Rick Oppedisano is Vice President of Global R&D and Marketing for Modern Systems.
Mainframe applications sit right at the heart of the business. They’re one of the most mission-critical aspects of the business’ technology infrastructure, running the applications that make the business work.
However, companies are facing serious challenges around their mainframe stack. First, they’re running out of people. A recent CIO survey indicates it is highly likely or certain that the original knowledge of a company’s mainframe applications and supporting data structure is no longer in the organization. Second, the cost of maintaining legacy systems has become prohibitive. Gartner estimates the average in-house cost of managing a mainframe infrastructure environment is 7 percent of an organization’s annual IT spend—and can reach as high as 20 percent.
Another challenge is competitive advantage. Legacy systems weren’t built to integrate with external business intelligence or analytics software, so it’s difficult to leverage the systems to drive any sort of innovation.
So what’s a business to do? And how can virtual infrastructure help? How can they navigate what we call the Bermuda Triangle of Application Modernization?
Gain value in byte-sized chunks
Migrating from or even extending a mainframe application is risky because you’re tampering with an application that forms a core part of your business. The process is time-consuming because most companies typically maintain a long and growing backlog of application changes they’d like to make, and because working slowly and carefully is the only way to reduce the risk of modifying a mission-critical piece of the business.
The key is to focus on incremental solutions for specific problems, solutions that can then be replicated across the mainframe stack to reduce risk and cost while adding competitive advantage.
Liberate mainframe data
Moorcroft Debt Recovery Group, a debt collection company servicing large banks and utilities, wanted to modernize their core applications, but like many others, felt the risk was too high. For Moorcroft, downtime could equal up to $24k/hour or upwards of $330k/day.
Moorcroft’s decades-old core debt management application sat on a mainframe with data structured in flat files, requiring an entire program to be written for basic search or reporting functionality. The extensive timeframe required for reporting held Moorcroft business, making them less responsive. With multiple developer resources required to compete basic tasks, technical innovation was stifled.
Moorcroft leveraged mainframe data sharing technology to structure and replicate mainframe data to a virtual instance of SQL Server. This freed up data for faster reporting and deeper queries, exposing insight not previously available. Virtual infrastructure enabled Moorcroft to move away from the peak usage-pricing model of the mainframe, reducing cost and laying the groundwork for exposing data to mobile and external sources.

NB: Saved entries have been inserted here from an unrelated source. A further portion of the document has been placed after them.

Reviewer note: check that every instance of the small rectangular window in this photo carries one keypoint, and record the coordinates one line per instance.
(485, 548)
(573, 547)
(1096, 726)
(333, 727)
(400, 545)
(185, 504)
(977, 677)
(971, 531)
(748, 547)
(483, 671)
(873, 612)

Move workloads off the mainframe
Isolating reporting workloads and running them in virtual environments is a low-risk, non-invasive way to reduce cost. Moorcroft’s core application activity was consistent with most financial applications, with roughly 80 percent of the batch activity tied to reporting. The company leveraged off-mainframe process power to reduce mainframe MIPS and cost-of-ownership. This replicated the reporting job functionality to the target Windows virtual environment, retiring and eventually eliminating the cost of the mainframe workload.
The key to this concept is doing it without impacting the developers or end users. In Moorcroft’s case, developers continued to write new reports as required from the business, except now these reports were written and executed in the Windows virtual environment.
Moorcroft’s incremental approach prepared them for broader modernization without overwhelming or disrupting the business. Once the data and reporting were modernized, only the update, batch and online modules remained on the mainframe.
Moorcroft wanted to leverage virtual infrastructure to replace the mainframe entirely. However, they didn’t want to disrupt internal resource and support models. Therefore, the company rehosted the remainder of the core application in the Windows virtual environment, eliminating the mainframe entirely. Doing so put the company in position to choose from a broader set of development resources, while also offering a more robust and affordable disaster recovery plan.
Reap the rewards
Moorcroft’s timeline for complete modernization was approximately three years. But the project’s impact will reverberate for years to come.
“The mainframe had many strengths such as familiarity, performance, reliability and security,” says Dave Pickering, Moorcroft VP of IT. “A complete big bang implementation would have been a barrier. When we designed this conversion strategy we removed this barrier and significantly reduced the risk of this project to our business.”
In the end, Moorcroft’s approach improved IT service delivery, helped the business gain competitive advantage and generated savings upwards of $400k annually.